As discussed in Part 1, a director has roles that are distinct from that of a manager. A director can be an employee or non-member of the business appointed by the shareholder at its general meeting. The director oversees the management and monitors the implementation of the business strategy.
Directors are jointly referred to as ‘the Board’ or ‘Board of Directors.’ They are the governing (decision-making) body that sets the vision and direction of the business and guides the policies, plans and strategies.
A director directs the business, while a manager manages the day-to-day operations. A manager performs his/her duties only relative to what the director prescribes. Here are some distinct aspects of a director’s role in a business.
Expectations of a director:
1. On vision: Directors define the business vision, setting the standards and principles of the business.

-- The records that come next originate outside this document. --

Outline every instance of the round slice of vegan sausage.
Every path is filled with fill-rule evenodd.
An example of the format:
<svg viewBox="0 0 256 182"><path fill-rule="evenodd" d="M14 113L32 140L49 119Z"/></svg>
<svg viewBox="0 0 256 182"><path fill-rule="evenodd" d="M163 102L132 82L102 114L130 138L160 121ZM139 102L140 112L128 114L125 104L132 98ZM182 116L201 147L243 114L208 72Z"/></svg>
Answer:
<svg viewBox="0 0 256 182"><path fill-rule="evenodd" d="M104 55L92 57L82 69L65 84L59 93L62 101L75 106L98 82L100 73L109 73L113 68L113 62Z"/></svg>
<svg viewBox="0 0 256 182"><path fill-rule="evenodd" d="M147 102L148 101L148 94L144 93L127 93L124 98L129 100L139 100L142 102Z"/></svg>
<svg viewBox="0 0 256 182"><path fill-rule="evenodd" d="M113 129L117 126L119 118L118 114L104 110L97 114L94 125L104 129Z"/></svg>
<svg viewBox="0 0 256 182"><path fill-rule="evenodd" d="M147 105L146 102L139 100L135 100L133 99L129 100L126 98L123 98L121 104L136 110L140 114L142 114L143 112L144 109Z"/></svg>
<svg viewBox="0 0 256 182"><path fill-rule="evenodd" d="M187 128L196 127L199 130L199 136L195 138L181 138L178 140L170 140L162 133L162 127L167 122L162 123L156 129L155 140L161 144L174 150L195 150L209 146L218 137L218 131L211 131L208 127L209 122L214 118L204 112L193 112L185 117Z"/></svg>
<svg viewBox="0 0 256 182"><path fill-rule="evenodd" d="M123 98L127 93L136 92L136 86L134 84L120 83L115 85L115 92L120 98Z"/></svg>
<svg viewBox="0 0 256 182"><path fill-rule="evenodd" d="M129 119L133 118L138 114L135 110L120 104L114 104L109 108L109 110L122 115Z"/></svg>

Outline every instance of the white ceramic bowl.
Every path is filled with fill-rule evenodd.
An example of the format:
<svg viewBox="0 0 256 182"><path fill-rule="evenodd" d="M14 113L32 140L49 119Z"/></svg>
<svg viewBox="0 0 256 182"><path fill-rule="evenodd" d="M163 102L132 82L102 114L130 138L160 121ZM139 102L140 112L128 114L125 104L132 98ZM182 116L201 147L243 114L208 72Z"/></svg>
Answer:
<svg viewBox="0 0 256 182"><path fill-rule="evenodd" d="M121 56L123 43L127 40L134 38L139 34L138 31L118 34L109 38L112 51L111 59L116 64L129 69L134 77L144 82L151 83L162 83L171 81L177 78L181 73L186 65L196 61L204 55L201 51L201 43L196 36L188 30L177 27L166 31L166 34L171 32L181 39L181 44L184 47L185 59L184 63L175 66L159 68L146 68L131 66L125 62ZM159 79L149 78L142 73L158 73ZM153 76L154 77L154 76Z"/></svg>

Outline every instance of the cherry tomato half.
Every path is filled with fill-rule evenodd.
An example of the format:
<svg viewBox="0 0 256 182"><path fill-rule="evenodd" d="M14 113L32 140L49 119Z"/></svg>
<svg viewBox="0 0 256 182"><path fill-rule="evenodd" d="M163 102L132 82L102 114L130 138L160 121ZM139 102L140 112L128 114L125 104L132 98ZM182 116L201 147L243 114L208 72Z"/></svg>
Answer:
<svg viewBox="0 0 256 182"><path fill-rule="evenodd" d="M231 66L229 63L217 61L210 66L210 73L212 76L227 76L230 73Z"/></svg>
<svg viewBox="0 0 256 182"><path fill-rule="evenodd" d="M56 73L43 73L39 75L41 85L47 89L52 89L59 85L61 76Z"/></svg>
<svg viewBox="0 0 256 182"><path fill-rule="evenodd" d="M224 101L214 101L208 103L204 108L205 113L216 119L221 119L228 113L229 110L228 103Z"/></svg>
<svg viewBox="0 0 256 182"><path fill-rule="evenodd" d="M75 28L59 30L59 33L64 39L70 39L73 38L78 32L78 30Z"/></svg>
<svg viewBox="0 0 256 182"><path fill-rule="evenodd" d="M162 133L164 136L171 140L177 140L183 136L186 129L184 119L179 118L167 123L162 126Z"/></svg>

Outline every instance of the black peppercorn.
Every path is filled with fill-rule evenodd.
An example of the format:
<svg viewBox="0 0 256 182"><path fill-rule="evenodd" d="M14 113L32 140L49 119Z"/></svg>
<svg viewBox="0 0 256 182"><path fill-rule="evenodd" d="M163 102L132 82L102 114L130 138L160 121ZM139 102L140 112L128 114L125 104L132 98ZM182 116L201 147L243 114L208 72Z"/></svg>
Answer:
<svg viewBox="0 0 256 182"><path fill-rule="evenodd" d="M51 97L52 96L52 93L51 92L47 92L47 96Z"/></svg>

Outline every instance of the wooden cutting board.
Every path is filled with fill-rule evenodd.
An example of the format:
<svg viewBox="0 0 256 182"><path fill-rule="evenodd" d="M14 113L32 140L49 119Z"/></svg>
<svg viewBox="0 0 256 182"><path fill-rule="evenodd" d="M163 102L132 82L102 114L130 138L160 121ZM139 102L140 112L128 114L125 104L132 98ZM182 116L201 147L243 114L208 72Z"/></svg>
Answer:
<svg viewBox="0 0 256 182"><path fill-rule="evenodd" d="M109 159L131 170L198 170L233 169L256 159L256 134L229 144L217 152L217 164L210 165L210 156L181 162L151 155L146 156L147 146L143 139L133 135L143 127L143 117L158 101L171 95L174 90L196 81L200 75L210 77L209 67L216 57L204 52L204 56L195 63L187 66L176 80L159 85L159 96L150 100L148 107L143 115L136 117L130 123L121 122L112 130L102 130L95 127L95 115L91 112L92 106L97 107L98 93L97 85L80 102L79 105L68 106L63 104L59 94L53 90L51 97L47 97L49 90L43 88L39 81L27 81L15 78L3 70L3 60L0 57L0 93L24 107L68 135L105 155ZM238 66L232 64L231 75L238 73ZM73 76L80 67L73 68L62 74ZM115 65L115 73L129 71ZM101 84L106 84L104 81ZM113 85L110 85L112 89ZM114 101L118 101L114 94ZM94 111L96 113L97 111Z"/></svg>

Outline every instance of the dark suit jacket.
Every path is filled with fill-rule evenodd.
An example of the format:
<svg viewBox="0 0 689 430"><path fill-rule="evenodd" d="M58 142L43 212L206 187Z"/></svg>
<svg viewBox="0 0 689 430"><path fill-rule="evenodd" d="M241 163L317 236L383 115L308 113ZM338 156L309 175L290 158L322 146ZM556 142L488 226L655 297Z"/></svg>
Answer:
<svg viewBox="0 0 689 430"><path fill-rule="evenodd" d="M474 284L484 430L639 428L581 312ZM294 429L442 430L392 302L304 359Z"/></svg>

2. On leadership: The director is the one who gives fundamental focus and governance to the business. He is like the legislative arm of government that makes and decides the law that will govern your business.
3. On functions: Directors provide overall direction for the business. They oversee the programs and procedures and ensure that managers carry out their duties diligently to implement the strategy.
4. On planning: Directors set the vision and the long-term strategic plan of the business.
5. On accountability: Directors are appointed by the shareholders and remain accountable to the shareholders and other stakeholders of the business.
Directors have a greater responsibility than managers because they determine the culture, practices, and to a large extent, the failure or success of the business.